Dismantle all the parts and put the strainer plug to one side.
Check the strainer and both the top and underside of the sink are free of any debris, stickers etc.
Run a thin bead of silicone sealant around the recess of the sink waste hole. Some plumbers prefer to use plumber's putty.
Place the top cover into the recess, gently push down and locate. There is no need for it to fully mate at this point..
Place the rubber seal onto the bottom waste body housing. A very thin smear of silicone will help keep the washer in place.
For peace of mind you may wish to smear a some silicone around the top of the seal also. This is not strictly necessary.
Position the base housing (bottom piece) in position below the sink ensuring any overflow outlet is in the correct position, (usually towards the rear of the sink.)
Insert the retaining screw and carefully rotate clockwise by hand until you feel the screw thread into the base.
Ensure the bottom seal is still in position adjust if required.
Tighten up the screw with a large screwdriver, socket or spanner depending on the type of screw and the tools available.
Do not overtighten, this may damage the thread and seals and is not required for a good seal. About the same force it takes to push a bucket of water on a flat surface would be about right.
Remove any silicone that has squeezed out with tissue, smears are easiest cleaned now with a solvent or nail varnish remover.
If you have used plumber's putty you can cut the putty around the strainer and remove the excess.
Connect the trap and any pipework to the waste outlet ensuring the rubber washer is still fitted in the trap.
If everything is aligned correctly and you have not cross threaded the threads on the trap, hand tight should be enough.
Place the plug in the strainer, put a little water in the sink and test for leaks.
If you have followed the above it is very unlikely that there will be a leak from the strainer/ sink interface.
You may tighten the centre screw slightly more if required.

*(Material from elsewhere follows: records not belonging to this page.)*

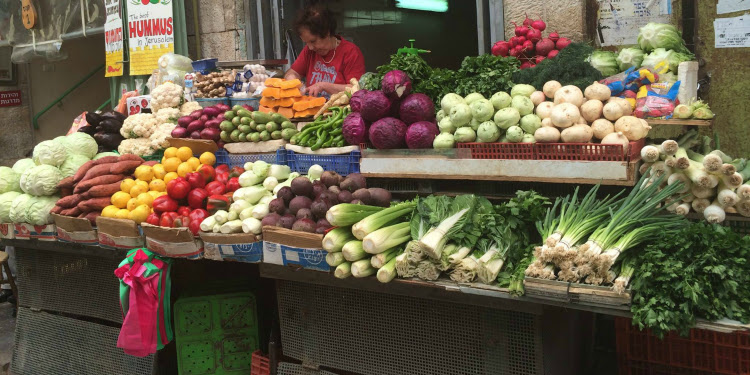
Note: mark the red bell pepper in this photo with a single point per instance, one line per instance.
(196, 180)
(233, 184)
(197, 198)
(215, 188)
(217, 202)
(164, 204)
(178, 188)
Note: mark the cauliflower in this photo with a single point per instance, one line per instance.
(189, 107)
(166, 95)
(137, 146)
(167, 115)
(140, 125)
(159, 138)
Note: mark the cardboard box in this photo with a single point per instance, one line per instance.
(172, 242)
(73, 229)
(238, 247)
(41, 232)
(291, 248)
(7, 231)
(119, 233)
(137, 104)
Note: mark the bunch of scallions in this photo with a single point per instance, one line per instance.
(586, 237)
(713, 184)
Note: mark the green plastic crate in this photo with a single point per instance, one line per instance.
(216, 334)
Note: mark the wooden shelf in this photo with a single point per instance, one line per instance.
(680, 122)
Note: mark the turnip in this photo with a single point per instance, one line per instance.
(597, 91)
(547, 134)
(577, 134)
(569, 94)
(592, 110)
(564, 115)
(602, 128)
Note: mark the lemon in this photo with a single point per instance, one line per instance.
(184, 153)
(120, 199)
(127, 184)
(208, 158)
(144, 173)
(122, 214)
(170, 152)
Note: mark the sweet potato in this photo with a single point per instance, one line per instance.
(94, 204)
(104, 190)
(124, 167)
(84, 186)
(69, 201)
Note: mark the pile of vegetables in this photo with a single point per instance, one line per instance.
(712, 183)
(392, 117)
(528, 44)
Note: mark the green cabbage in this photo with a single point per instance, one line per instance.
(661, 35)
(630, 57)
(9, 180)
(605, 62)
(49, 153)
(23, 165)
(41, 180)
(6, 200)
(19, 208)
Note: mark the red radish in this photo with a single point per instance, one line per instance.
(534, 35)
(544, 47)
(562, 43)
(554, 36)
(539, 25)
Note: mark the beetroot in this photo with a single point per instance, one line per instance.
(396, 84)
(416, 107)
(388, 133)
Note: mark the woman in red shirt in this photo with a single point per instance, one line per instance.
(327, 62)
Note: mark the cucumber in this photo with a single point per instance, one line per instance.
(260, 117)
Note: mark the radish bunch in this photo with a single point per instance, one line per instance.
(529, 46)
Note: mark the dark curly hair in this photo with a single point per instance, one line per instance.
(318, 19)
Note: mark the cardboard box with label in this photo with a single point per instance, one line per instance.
(292, 248)
(242, 247)
(118, 233)
(41, 232)
(73, 229)
(172, 242)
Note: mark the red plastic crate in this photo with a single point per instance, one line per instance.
(702, 351)
(516, 151)
(260, 364)
(588, 151)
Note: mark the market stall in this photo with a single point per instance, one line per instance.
(352, 215)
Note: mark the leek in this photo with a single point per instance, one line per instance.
(362, 268)
(383, 239)
(344, 214)
(335, 259)
(380, 219)
(335, 240)
(353, 251)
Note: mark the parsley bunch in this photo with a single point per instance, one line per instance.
(701, 271)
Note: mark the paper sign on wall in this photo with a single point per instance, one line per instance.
(732, 32)
(150, 33)
(619, 21)
(113, 44)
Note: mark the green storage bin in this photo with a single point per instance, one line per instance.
(216, 334)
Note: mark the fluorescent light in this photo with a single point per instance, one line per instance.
(426, 5)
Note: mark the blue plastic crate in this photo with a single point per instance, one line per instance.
(239, 160)
(341, 164)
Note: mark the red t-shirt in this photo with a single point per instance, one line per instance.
(348, 62)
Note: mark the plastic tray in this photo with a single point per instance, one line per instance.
(342, 164)
(239, 160)
(702, 350)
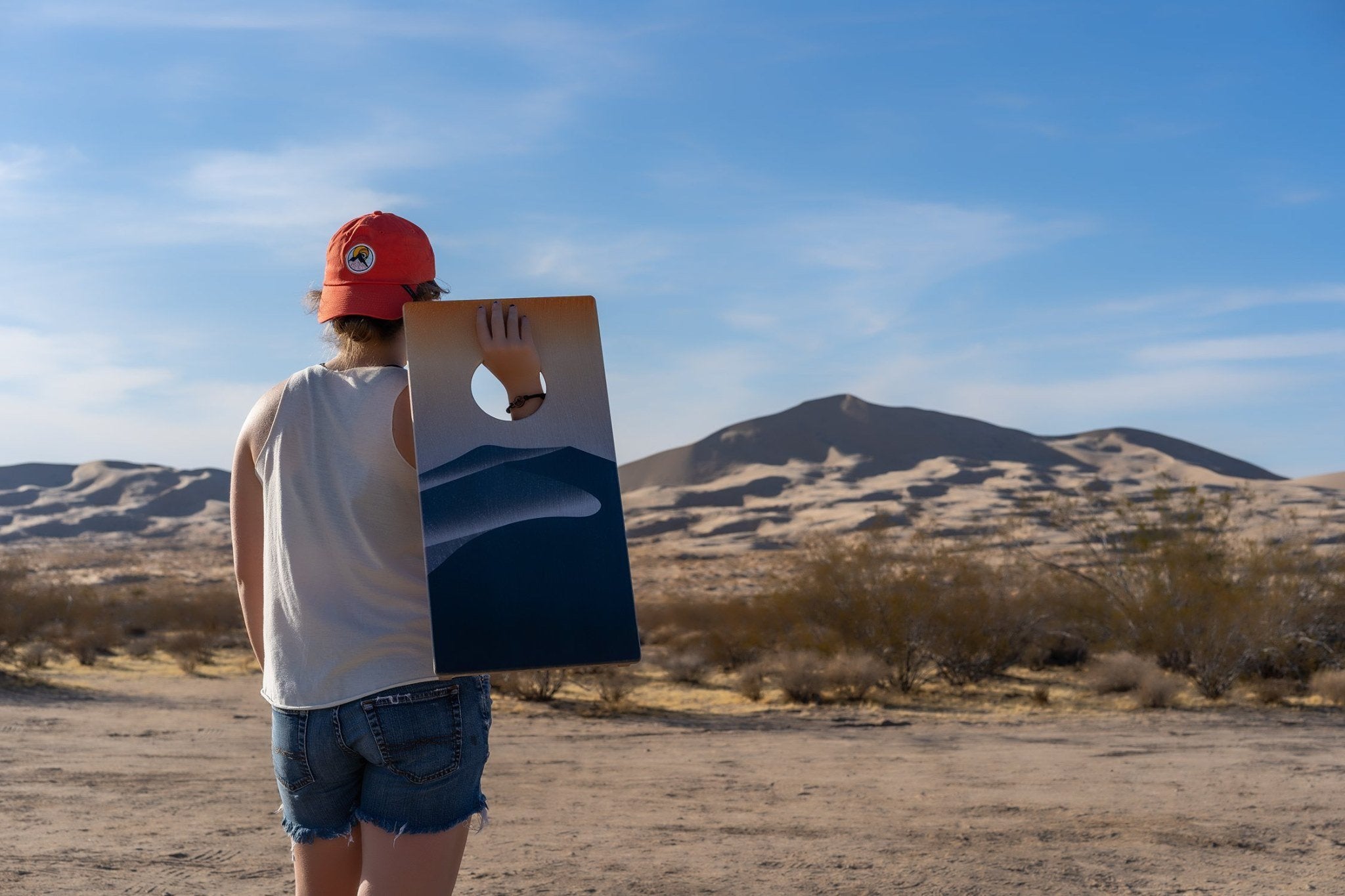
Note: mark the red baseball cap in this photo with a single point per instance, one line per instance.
(369, 263)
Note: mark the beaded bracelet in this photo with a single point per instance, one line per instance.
(519, 400)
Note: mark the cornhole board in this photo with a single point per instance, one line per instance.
(525, 538)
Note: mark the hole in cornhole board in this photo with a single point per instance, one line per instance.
(490, 394)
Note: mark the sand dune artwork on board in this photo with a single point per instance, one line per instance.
(525, 538)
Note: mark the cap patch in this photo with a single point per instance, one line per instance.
(359, 258)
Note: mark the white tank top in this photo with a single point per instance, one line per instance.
(346, 602)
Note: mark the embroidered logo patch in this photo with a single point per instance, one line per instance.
(359, 258)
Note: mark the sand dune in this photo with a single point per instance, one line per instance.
(835, 463)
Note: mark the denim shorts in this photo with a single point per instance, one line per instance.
(407, 759)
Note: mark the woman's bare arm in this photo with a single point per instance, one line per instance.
(246, 516)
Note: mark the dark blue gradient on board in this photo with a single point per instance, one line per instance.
(526, 559)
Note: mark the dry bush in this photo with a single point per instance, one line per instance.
(539, 685)
(1329, 684)
(27, 609)
(1055, 649)
(688, 667)
(984, 617)
(170, 606)
(35, 654)
(857, 593)
(141, 648)
(726, 633)
(1179, 584)
(1157, 689)
(612, 683)
(190, 649)
(749, 680)
(1118, 672)
(852, 676)
(799, 675)
(88, 643)
(1273, 691)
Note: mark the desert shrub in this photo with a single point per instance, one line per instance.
(613, 684)
(688, 667)
(1118, 672)
(749, 680)
(1178, 584)
(1329, 684)
(539, 685)
(27, 609)
(1273, 691)
(984, 617)
(852, 676)
(190, 649)
(1157, 689)
(1055, 649)
(726, 633)
(853, 593)
(799, 675)
(89, 641)
(141, 648)
(35, 654)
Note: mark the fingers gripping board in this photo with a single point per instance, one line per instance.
(525, 538)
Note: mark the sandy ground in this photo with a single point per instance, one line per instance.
(139, 779)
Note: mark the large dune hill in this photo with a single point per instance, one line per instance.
(834, 463)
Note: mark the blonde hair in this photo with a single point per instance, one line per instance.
(357, 328)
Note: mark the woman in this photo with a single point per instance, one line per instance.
(378, 762)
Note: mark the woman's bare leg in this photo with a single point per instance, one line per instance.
(330, 867)
(414, 864)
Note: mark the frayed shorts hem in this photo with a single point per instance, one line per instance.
(301, 834)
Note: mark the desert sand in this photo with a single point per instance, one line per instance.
(135, 778)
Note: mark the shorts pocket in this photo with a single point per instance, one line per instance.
(483, 683)
(290, 747)
(418, 734)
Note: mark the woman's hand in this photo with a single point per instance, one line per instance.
(508, 351)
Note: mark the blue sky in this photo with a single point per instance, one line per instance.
(1055, 217)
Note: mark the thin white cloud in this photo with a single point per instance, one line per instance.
(20, 163)
(77, 396)
(680, 399)
(1300, 196)
(1132, 393)
(1204, 301)
(1245, 349)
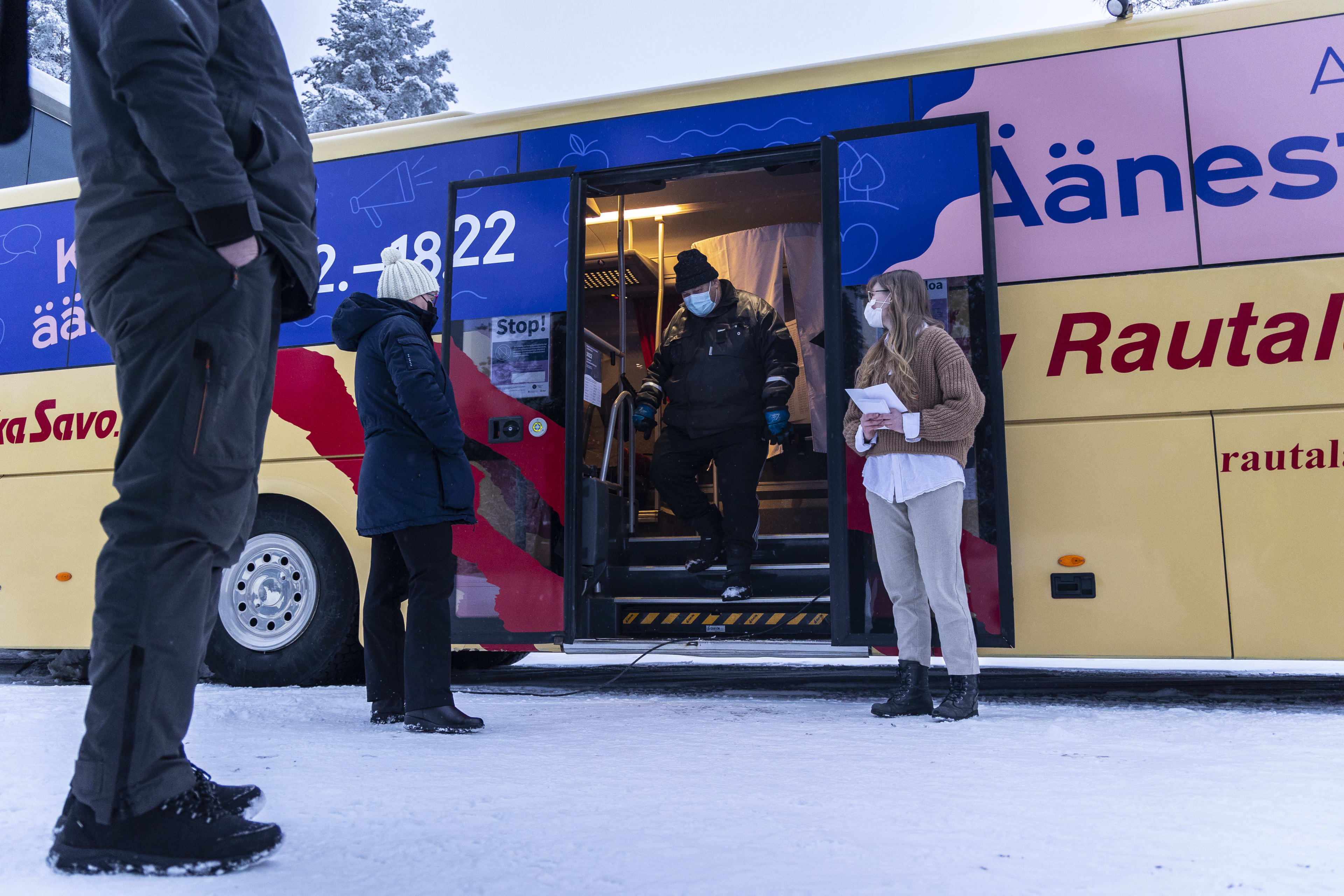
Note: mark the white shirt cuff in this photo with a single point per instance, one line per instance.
(910, 424)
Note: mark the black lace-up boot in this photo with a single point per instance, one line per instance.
(912, 696)
(389, 711)
(710, 550)
(961, 700)
(441, 721)
(189, 835)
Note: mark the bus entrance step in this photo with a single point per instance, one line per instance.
(768, 581)
(674, 620)
(771, 548)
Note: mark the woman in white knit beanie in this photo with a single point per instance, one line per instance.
(406, 280)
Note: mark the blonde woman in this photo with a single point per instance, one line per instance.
(915, 477)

Plumber's putty, often called plumber's mate after the brand name, is a plasticine like putty traditionally used as a sealant gasket in plumbing. There are a number of variations but it is basically a mix of clay and oil, usually linseed oil. Before the introduction of polymer sealants it was the main sealant used in plumbing. It is designed to stay pliable over a long period but does eventually go hard as linseed oil is a drying oil. It is still favoured today by some plumbers over polymer sealants.
The main sealant used today is silicone sealant although blended, advanced polymer sealants are becoming popular. There are a number of different silicone sealants on the market differing by the method by which they cure, the stiffness of the mix (the modulus) and whether they contain additives such has ant fungicide. For the under sink areas, any general purpose silicone would be suitable. For sealing certain sink materials and you are using silicone to seal the waste outlet to the sink, then a specialist silicone may be required. Most silicone sealants use acetic acid as a curing agent, the acetic acid can damage some delicate materials so use a neutral cure silicone. For marble and some other natural stones, silicone can migrate through the material and cause staining.
The main advantage of using plumber's mate is that it's very clean to use. Sealants tend to squeeze out of a joint, with plumber's mate simply cut away the excess and wipe clean. Smears left after you wipe away silicone are legendary, but the can be removed using a solvent and a rag, do not use tissue as the paper can disintegrate and contaminate the sealant. One criticism of silicone is the belief held by many that you must wait for it to dry before testing with water, this is not exactly the case, it may be prudent to wait a few minutes for the silicone to skin over but it should be watertight straight in a very short time if fitted correctly. Once entirely cured, silicone resembles a soft, pliable rubber, if the surface were dry prior to fitting, then it should be bonded well to all surfaces.
So which should I choose ? If you can cope with cleaning any surplus sealant, silicone will provide a much easier solution to obtaining non pressurised water tight joints such as in a sink waste. Many plumbers' still prefer plumber's mate so there must be something in it. If we can find what that is we will publish it here. If you have an opinion on this please share it on our blog.
Most plumbers discard the foam washer which comes with many basket strainer wastes lately and use either silicone or plumber's putty. The foam washer is a relatively new addition to the basket strainer waste kit and like many new ideas, it may take time to become trusted and accepted. We fitted one as a trial recently, it seems to have worked fine and was clean, quick and easy to use with no leaks.. We will keep monitor it and see how it performs over time. It was fitted to stainless steel sink. It would be prudent to be a bit more cautious about using a foam washer on a more uneven finish like ceramic glaze or enamel.